Frères d’Arme : Quand le passé nous presse.

Présenté lors de la 8e édition du Champs-Élysées Film Festival en compétition du Meilleur Film Indépendant Français, Frères d’Arme s’est distingué en remportant le prix du Public. Des spectateurs convaincus par l’histoire prenante de ces deux frères immigrés des Balkans travaillant dur dans la zone portuaire de Brest. Les deux hommes sont marqués par un fait divers les impliquant dans la mort d’un homme dans leur pays natal ce qui engendra une vendetta meurtrière. Aujourd’hui installés à Brest où la famille attend la sortie de prison de l’oncle pour repartir au pays. Mais Emiljan leur annonce rester en France pour vivre avec Gabrielle sa compagne. 
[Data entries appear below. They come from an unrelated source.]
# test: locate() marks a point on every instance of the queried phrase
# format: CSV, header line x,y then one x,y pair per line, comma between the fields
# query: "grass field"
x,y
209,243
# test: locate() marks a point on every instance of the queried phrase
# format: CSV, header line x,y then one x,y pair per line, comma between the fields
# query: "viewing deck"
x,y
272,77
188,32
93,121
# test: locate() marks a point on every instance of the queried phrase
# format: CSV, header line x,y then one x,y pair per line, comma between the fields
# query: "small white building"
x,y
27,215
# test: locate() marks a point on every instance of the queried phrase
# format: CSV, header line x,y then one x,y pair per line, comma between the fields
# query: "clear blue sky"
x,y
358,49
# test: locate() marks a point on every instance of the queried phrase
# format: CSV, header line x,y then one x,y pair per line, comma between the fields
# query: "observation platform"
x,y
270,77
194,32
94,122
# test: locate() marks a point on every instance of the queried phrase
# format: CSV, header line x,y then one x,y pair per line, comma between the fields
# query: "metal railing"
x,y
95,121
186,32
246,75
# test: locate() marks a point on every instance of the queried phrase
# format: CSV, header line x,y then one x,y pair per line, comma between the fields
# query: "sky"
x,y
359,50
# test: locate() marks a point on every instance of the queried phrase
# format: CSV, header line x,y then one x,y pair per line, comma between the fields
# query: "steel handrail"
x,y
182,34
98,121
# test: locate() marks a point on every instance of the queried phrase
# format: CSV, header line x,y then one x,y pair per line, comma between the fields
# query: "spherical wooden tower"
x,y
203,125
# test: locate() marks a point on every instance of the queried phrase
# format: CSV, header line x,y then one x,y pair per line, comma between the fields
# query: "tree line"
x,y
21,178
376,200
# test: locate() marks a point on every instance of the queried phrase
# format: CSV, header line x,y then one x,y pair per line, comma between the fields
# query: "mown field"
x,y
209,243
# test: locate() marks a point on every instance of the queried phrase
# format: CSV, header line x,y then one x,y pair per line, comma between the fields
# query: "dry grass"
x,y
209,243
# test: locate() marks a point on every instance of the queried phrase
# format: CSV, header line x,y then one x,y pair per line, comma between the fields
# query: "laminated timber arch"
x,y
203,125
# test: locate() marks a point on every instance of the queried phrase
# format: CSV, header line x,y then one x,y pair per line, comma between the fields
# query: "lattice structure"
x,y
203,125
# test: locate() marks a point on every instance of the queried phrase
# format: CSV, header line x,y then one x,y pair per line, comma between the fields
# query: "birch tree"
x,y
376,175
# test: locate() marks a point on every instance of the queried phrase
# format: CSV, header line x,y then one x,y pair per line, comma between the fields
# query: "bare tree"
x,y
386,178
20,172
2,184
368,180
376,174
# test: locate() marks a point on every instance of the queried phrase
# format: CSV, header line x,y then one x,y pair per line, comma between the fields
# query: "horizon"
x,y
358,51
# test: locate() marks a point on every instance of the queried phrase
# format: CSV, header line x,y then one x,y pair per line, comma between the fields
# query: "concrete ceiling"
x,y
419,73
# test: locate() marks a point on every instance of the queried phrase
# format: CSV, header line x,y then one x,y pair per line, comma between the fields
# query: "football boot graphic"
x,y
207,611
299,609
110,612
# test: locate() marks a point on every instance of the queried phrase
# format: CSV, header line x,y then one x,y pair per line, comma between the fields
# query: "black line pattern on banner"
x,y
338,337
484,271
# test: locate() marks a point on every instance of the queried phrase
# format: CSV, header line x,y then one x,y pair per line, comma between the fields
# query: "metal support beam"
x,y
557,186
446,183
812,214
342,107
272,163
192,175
Ce passif familial et la décision d’Emiljan (Vincent Rottiers) de rester en France vont être le socle d’un film dramatique et violent. Son frère, Stanko, incarné par le propre demi-frère de Vincent Rottiers, Kévin Azaïs, ne va pas accepter cette fracture déclenchant une colère et une haine envers Gabrielle. Frères d’Arme est un petit film ambitieux avec une certaine force de conviction. Sylvain Labrosse croit en son film et cela se ressent à travers chaque plan. Tout est minutieusement cadré, plans sur les gueules judicieusement choisies, que ce soient les deux frères, mais aussi la mère incarnée par Marika Vibik.
Étonnant aussi de voir la ville de Brest mise au cœur d’un film de cinéma. Le Havre est une concurrente facile pour la plupart des polars ou drames. Du haut de la pointe de la Bretagne, Sylvain Labrosse trouve l’espace nécessaire pour des courses poursuites dans les rues exiguës de la ville ou sa campagne entre petites maisons typiques et routes serrées. On prend l’air dans cette ville discrète, mais tout autant intéressante par sa faculté à nous inscrire immédiatement dans le réel. 
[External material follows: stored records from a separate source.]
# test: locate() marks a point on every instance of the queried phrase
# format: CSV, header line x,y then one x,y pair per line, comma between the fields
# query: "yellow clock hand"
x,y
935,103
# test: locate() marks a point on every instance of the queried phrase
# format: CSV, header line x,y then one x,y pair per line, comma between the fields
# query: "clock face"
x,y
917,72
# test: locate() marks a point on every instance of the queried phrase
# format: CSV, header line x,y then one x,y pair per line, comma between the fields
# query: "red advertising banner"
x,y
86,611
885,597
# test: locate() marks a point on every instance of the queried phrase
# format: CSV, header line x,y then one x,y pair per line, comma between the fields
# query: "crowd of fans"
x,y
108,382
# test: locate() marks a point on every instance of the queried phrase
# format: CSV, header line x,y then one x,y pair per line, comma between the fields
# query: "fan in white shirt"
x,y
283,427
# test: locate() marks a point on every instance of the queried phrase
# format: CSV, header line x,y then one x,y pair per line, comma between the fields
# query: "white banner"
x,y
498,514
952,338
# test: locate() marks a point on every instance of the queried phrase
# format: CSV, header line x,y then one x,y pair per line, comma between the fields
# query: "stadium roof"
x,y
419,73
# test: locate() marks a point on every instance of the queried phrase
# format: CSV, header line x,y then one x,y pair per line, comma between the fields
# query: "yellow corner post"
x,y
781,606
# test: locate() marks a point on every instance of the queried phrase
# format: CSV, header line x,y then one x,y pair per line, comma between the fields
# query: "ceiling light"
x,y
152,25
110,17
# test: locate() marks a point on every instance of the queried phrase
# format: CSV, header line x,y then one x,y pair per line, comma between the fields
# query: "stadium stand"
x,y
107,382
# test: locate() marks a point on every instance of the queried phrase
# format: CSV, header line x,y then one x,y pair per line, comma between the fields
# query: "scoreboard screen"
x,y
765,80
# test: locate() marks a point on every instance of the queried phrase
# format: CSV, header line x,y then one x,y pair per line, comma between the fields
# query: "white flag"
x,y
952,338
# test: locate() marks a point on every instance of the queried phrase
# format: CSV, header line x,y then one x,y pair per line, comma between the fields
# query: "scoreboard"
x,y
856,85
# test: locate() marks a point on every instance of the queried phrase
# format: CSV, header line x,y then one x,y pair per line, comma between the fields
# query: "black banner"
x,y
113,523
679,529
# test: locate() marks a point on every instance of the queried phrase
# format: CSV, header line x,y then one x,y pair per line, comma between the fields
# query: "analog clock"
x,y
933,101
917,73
Ce qui rassure pour mieux exposer le drame fraternel qui va se jouer. Une promesse non tenue, un avenir incertain, un passée ayant créé une frustration, des remords et des non-dits ayant entraîné la mort. Un besoin de repartir sur les terres natales comme un dû envers un père qui s’est sacrifié, mais dont l’aîné semble laisser pour l’amour de Gabrielle.
Il y a alors comme des relents shakespeariens dans ce drame familial où ça casse beaucoup d’objets, où ça crie sans jamais nous ménager. Kévin Azaïs donne tout (peut-être trop) dans le rôle de ce frère meurtri se sentant abandonné par un Emiljan parfaitement incarné par Vincent Rottiers. Il y a une retenue chez lui, comme une acceptation totale du personnage créant d’emblée une crédibilité. Une franchise que l’on ne retrouve pas dans le jeu des doublures jeunes des deux frères qui ne collent jamais. Un détail qui a son importance de par les allers-retours dans le temps pour situer les rôles, pas évident au départ.

Pour son premier long-métrage, Sylvain Labrosse signe un drame familial intéressant. Il saupoudre intelligemment d’une touche de polar amenant la noirceur nécessaire pour épaissir le récit. Frères d’Arme est un film à l’histoire frêle maintes fois rabattue qui trouve une originalité par son cadre typiquement breton et sa noirceur instillant un caractère fort jusqu’à un dénuement évitant tout nihilisme inutile.